Изменить стиль страницы

— Кто?

— Полицейские.

— Что случилось? Ваш шеф арестован?

— Да.

— За что?

— О, это ужасно! — она покачала головой и прикусила губу.

— Ну, расскажите же мне.

— Похоже, он большой обманщик, господин Франк! — Она медленно ковыряла ложкой в куске торта. — Он уже сидит в следственном отделе, все произошло так быстро! Но он же был такой серьезный мужчина. Вы можете это как-то объяснить?

— Нет.

Старая сводница принесла коньяк.

— На здоровье, — сказала она.

— Спасибо. — Я осушил бокал. — Еще один, пожалуйста.

— Конечно, одну секунду, — прошептала она и поспешила прочь.
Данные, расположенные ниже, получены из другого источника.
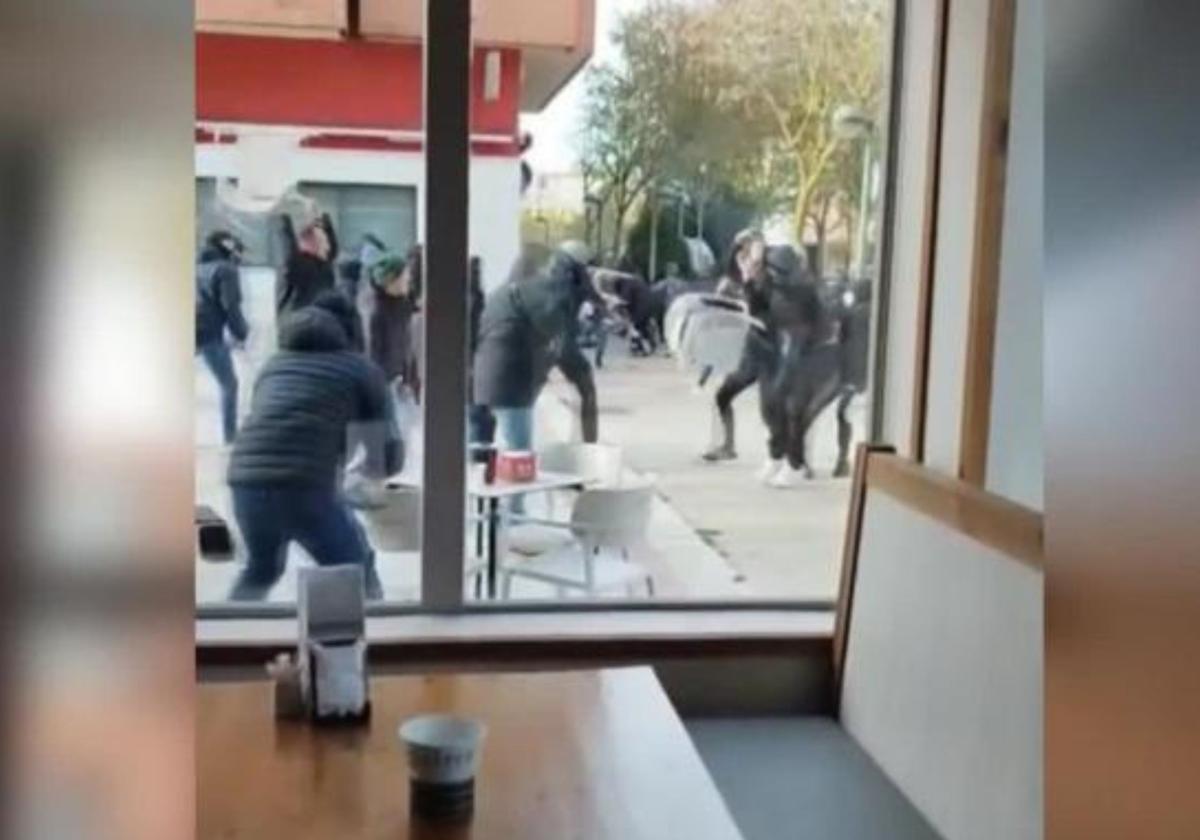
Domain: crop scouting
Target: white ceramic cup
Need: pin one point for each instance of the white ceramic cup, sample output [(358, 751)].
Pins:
[(442, 749)]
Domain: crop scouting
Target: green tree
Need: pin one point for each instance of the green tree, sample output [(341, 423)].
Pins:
[(784, 69), (623, 148)]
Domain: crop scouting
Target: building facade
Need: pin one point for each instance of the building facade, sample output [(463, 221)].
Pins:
[(346, 78)]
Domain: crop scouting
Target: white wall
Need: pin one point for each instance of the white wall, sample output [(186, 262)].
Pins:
[(955, 231), (1015, 454), (911, 175), (943, 673), (495, 191)]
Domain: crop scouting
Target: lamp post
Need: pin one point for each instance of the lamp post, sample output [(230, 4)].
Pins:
[(593, 222), (852, 124)]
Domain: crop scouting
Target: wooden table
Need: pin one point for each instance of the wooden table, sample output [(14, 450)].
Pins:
[(592, 755)]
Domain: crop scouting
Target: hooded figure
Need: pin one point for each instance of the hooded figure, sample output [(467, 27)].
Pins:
[(754, 271), (527, 328), (286, 467), (309, 263), (395, 289), (219, 311)]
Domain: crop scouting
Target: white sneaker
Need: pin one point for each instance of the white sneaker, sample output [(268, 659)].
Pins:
[(790, 478), (769, 469)]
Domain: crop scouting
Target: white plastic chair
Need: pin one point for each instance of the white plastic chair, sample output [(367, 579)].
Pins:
[(593, 550), (599, 466), (396, 528), (599, 463)]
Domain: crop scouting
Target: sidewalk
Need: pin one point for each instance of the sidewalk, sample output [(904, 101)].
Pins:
[(715, 533), (779, 543), (684, 567)]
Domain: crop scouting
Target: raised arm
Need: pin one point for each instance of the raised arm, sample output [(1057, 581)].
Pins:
[(229, 288), (328, 223), (287, 237)]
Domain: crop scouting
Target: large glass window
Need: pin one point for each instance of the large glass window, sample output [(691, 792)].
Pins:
[(665, 283)]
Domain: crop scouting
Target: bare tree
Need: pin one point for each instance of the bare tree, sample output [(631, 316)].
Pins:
[(785, 66)]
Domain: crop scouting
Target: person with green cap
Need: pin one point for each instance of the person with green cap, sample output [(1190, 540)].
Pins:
[(396, 289)]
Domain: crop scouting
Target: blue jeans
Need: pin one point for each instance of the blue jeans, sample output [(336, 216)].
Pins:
[(220, 361), (271, 516), (515, 426)]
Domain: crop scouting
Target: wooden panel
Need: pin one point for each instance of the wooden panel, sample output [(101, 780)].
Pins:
[(967, 509), (591, 755), (850, 564), (929, 235), (943, 676), (989, 225)]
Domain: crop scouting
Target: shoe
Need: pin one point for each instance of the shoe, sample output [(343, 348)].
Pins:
[(790, 477), (720, 454), (769, 469)]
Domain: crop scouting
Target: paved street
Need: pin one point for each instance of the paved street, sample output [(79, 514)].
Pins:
[(715, 533), (779, 543)]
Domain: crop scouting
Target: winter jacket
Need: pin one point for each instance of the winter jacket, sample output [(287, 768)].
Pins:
[(522, 331), (389, 334), (303, 276), (217, 299), (341, 307), (310, 396)]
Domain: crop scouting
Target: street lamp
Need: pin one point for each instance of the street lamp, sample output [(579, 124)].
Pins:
[(853, 124)]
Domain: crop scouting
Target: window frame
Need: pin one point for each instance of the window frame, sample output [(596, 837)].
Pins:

— О чем они вас спрашивали? — поинтересовался я.

— Что я знаю про него.

— И что вы сказали?

— Только хорошее. Мне было его так жалко — он выглядел совсем старым, когда они его уводили. И таким печальным.

— Обо мне не спрашивали?

— Нет, господин Франк! — Она взглянула на меня. — С какой стати?

— Все может быть.

Она покачала головой:

— О вас речи не было. Но если бы они спросили… — она замолчала и положила в рот кусок клубничного торта.

— Да?

— Я бы не сказала ни слова!

— О чем? — тихо спросил я.

— Об обмене марок, — сказала она. — В этом вы можете не сомневаться, господин Франк, я держала бы язык за зубами и в том случае, если бы у вас были и другие дела с инженером!

— Правда?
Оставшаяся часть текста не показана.